2. Description of the Related Art
Traditionally, lighting has been generated using fluorescent and incandescent light bulbs. While both types of light bulbs have been reliably used, each suffers from certain drawbacks. For instance, incandescent bulbs tend to be inefficient, using only 2-3% of their power to produce light, while the remaining 97-98% of their power is lost as heat. Fluorescent bulbs, while more efficient than incandescent bulbs, do not produce the same warm light as that generated by incandescent bulbs. Additionally, there are health and environmental concerns regarding the mercury contained in fluorescent bulbs.
Thus, an alternative light source is desired. One such alternative is a bulb utilizing an LED. An LED comprises a semiconductor junction that emits light due to an electrical current flowing through the junction. Compared to a traditional incandescent bulb, an LED bulb is capable of producing more light using the same amount of power. Additionally, the operational life of an LED bulb is orders of magnitude longer than that of an incandescent bulb, for example, 10,000-100,000 hours as opposed to 1,000-2,000 hours.

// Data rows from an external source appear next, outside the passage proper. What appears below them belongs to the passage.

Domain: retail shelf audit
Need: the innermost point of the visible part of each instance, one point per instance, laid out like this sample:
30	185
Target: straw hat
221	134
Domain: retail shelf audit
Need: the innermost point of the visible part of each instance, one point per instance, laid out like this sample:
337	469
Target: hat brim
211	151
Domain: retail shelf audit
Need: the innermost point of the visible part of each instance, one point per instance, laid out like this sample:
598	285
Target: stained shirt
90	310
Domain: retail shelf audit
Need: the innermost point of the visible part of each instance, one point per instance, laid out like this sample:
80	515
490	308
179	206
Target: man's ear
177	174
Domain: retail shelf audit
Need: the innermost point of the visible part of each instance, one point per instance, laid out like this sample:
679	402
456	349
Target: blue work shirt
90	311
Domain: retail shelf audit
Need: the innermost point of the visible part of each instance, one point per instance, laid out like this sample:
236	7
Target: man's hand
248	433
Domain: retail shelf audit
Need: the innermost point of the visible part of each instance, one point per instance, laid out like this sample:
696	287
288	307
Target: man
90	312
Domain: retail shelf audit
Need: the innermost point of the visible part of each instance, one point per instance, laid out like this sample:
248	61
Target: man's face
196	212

While there are many advantages to using an LED bulb rather than an incandescent or fluorescent bulb, LEDs have a number of drawbacks that have prevented them from being as widely adopted as incandescent and fluorescent replacements. One drawback is that an LED, being a semiconductor, generally cannot be allowed to get hotter than approximately 120° C. As an example, A-type LED bulbs have been limited to very low power (i.e., less than approximately 8 W), producing insufficient illumination for incandescent or fluorescent replacements.

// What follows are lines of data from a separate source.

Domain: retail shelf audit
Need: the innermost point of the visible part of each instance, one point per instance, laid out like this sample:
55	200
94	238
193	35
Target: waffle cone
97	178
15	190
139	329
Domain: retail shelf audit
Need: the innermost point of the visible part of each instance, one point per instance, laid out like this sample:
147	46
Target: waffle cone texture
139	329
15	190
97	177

One approach to alleviating the heat problem of LED bulbs is to fill an LED bulb with a thermally-conductive liquid, to transfer heat from the LEDs to the bulb's shell. The heat may then be transferred from the shell out into the air surrounding the bulb.

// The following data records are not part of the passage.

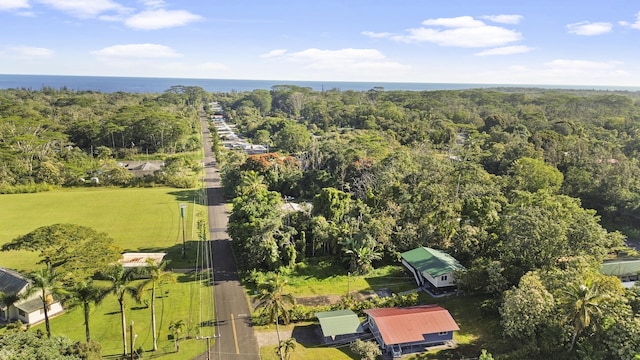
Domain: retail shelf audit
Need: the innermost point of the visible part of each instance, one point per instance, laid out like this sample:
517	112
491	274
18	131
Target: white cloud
13	4
155	4
345	60
463	31
137	51
456	22
274	53
85	8
504	19
560	72
635	25
30	52
161	19
505	50
377	35
581	65
589	29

Another drawback to an LED bulb is that LEDs tend to produce light that has a narrow emission band that may be centered at one end of the visible color spectrum. For example, one type of LED, based on gallium nitride (GaN), efficiently emits light over a relatively narrow emission profile centered at a peak wavelength in the blue region of the spectrum (approximately 450 nm). Gallium nitride LEDs are typically used because they can provide significantly brighter output light than other types of LEDs. However, the relatively narrow emission band, having a primarily blue color, may not produce the desired illumination qualities. For example, in some cases, it may be desirable that the LED provide a broader light emission spectrum that more closely resembles natural light. In other cases, it may be desirable that the LED provide a light emission that is precisely controlled to produce a tailored light emission spectrum.
Thus, it may be advantageous for an LED bulb to convert the narrow band of emitted wavelengths from an LED into a broader or specifically tailored light emission spectrum. To facilitate high-power operation, the light conversion technique should also be compatible with liquid-filled LED bulbs that use passive convection to maintain the temperature of the LED.